En un movimiento que refuerza el eje geopolítico frente a Washington, Rusia y China defienden a Venezuela y Cuba, según lo han dado a conocer los presidentes Vladímir Putin y Xi Jinping, quienes también han reafirmado su compromiso de mantener y profundizar la cooperación estratégica con los dos países.
A través de una videoconferencia, ambos líderes han enviado un mensaje de unidad en apoyo a sus aliados caribeños y sudamericanos, desafiando las crecientes sanciones y presiones diplomáticas impuestas por la administración estadounidense.
La postura de los mandatarios ha sido confirmada por el asesor presidencial ruso, Yuri Ushakov, quien ha detallado que durante el encuentro se analizaron de cerca los enfoques compartidos sobre la crisis en la región latinoamericana.

Según Ushakov, los líderes han abogado por preservar el nivel de cooperación alcanzado hasta ahora, a pesar de lo que calificaron como una “difícil situación” derivada de las acciones externas contra Caracas y La Habana.

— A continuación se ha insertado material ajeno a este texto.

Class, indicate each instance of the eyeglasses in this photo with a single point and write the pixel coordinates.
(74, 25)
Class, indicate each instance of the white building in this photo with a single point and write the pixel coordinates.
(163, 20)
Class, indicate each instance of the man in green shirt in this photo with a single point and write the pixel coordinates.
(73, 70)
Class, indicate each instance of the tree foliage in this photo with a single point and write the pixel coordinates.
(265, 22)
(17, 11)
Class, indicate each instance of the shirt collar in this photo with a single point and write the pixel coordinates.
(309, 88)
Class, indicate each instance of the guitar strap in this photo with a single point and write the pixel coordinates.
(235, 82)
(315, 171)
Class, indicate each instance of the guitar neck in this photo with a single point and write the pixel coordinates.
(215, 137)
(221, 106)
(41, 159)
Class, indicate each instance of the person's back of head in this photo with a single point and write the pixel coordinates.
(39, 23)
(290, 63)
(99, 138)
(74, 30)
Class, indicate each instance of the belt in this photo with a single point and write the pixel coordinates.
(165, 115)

Síguenos a través de nuestro Facebook: HCH Televisión Digital
El respaldo llega en un momento crítico, especialmente para Venezuela, tras la reciente detención del líder Nicolás Maduro y su esposa a principios de año por parte de fuerzas vinculadas a los intereses de Estados Unidos; evento que sucedió hace un mes.
Rusia y China han sido categóricos al rechazar estas acciones, calificándolas de injerencia directa y reafirmando la legitimidad de sus lazos económicos y militares con el país sudamericano.
En cuanto a Cuba, la alianza ruso-china ha condenado nuevamente el embargo comercial de más de seis décadas. Sin embargo, el énfasis de la reunión estuvo en las nuevas restricciones impuestas recientemente por Washington, las cuales buscan bloquear de manera efectiva los suministros de crudo a la isla, una medida que amenaza con agravar la crisis energética en el territorio cubano.
De por sí, durante el último tiempo, la isla ha atravesado una crisis energética y ahora puede empeorar ante la falta de petróleo.
Además del panorama latinoamericano, la agenda de Putin y Xi ha incluido una revisión de la tensa situación en Irán. El mandatario ruso ha compartido detalles sobre su reciente reunión en el Kremlin con Alí Larijani, secretario del Consejo Supremo de Seguridad Nacional de Irán, subrayando que Teherán también forma parte del frente de naciones bajo presión militar y económica por parte del gobierno de Donald Trump.

Por otra parte, ambas potencias aprovecharon el encuentro para criticar el despliegue de fuerzas navales estadounidenses en aguas cercanas a Irán.
Para Moscú y Pekín, estas maniobras, sumadas a la retórica de amenazas nucleares, representan una desestabilización deliberada del orden internacional por parte del gobierno estadounidense, que obliga a una respuesta coordinada entre las naciones aliadas.
Quizás te interese leer: Donald Trump advierte el colapso inminente de Cuba tras el corte del suministro petrolero venezolano
La consolidación de este frente diplomático busca servir como contrapeso a la política exterior de la Casa Blanca, que desde hace mucho tiempo, y ahora no es la excepción, ha declarado a Cuba un peligro para su seguridad nacional y ha intensificado la vigilancia sobre los movimientos financieros de Rusia y China en el hemisferio occidental.
Con este respaldo, Putin y Xi aseguran su presencia en una zona de influencia clave para Estados Unidos.
La reunión ha concluido con la promesa de continuar monitoreando la situación y actuar como garantes de la estabilidad para sus socios.
El mensaje ha sido claro, respecto a que ni la captura de líderes, como el caso de Nicolás Maduro, ni los bloqueos energéticos que está haciendo Estados Unidos bajo las ordenes de Donald Trump, debilitarán los acuerdos de defensa y economía que vinculan a las dos potencias con los gobiernos de Venezuela y Cuba.